4 de enero de 2017
El
año que recién comienza se presenta bajo el signo del miedo. A los procesos
inquietantes que arrastramos, a lo que prevemos como altamente preocupante a
priori y a todo lo que pudiera desencadenarse como consecuencia de lo anterior.
Los
principales objetos del temor son varios. Sin despreciar la consolidación de la
extrema derecha, que trataremos en un comentario posterior, nos centraremos hoy
en dos: Donald Trump y el terrorismo islamista.

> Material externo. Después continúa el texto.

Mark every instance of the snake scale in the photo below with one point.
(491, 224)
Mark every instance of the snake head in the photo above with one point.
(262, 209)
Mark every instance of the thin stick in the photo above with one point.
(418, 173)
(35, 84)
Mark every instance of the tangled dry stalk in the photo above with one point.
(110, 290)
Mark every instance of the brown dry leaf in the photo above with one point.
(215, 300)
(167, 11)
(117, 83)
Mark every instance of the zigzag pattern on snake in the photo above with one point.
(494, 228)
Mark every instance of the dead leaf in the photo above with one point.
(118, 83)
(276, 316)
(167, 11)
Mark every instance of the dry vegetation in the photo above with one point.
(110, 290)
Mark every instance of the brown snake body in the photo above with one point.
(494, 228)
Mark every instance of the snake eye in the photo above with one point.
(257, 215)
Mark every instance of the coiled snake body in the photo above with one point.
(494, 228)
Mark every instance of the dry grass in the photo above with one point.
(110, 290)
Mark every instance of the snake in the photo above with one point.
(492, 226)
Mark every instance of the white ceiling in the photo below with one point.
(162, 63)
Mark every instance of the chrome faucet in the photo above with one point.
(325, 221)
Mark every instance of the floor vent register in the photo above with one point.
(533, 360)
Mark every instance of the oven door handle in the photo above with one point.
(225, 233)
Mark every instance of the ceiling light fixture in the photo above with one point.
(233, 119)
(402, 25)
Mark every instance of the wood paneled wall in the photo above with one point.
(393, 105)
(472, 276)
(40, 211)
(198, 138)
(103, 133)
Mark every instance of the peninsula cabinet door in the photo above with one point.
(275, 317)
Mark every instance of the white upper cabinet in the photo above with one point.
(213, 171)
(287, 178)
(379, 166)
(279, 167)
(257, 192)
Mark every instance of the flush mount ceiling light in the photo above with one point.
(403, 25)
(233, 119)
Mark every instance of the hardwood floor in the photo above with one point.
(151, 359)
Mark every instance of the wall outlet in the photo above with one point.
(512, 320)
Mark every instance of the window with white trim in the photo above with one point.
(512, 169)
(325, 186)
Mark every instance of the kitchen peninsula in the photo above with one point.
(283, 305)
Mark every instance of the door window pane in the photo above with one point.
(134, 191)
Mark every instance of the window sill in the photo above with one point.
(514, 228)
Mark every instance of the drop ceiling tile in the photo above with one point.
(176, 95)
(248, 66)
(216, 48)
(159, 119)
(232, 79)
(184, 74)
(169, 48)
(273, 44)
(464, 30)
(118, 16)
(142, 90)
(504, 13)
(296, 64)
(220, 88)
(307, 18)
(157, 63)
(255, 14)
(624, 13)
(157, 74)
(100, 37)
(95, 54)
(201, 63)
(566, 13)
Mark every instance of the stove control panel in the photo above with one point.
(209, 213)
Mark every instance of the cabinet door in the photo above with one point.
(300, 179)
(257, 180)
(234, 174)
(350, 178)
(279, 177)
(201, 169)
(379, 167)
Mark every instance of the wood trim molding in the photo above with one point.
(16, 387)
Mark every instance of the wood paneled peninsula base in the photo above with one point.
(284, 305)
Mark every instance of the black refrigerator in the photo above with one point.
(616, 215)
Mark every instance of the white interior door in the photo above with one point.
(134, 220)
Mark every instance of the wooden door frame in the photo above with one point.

Por antagónicos que sean, la
combinación de ambos puede representar un cóctel explosivo y provocar grandes
amenazas a la seguridad internacional.
EL
DAESH DESPUÉS DE ALEPO Y MOSUL
El
terrorismo del autoproclamado Estado
Islámico persistirá, adopte la forma que adopte, con intensidad variable,
dependiente de las circunstancias concretas, de la solidez de sus actuales dirigentes
o de quienes le sucedan al frente de la actual organización o de la que venga a
sustituirla, se llame como se llame y asuma la retórica que le convenga.
También será más o menos frecuente, en función de la capacidad de prevención,
control y respuesta de los países en los que quiera o pueda actuar.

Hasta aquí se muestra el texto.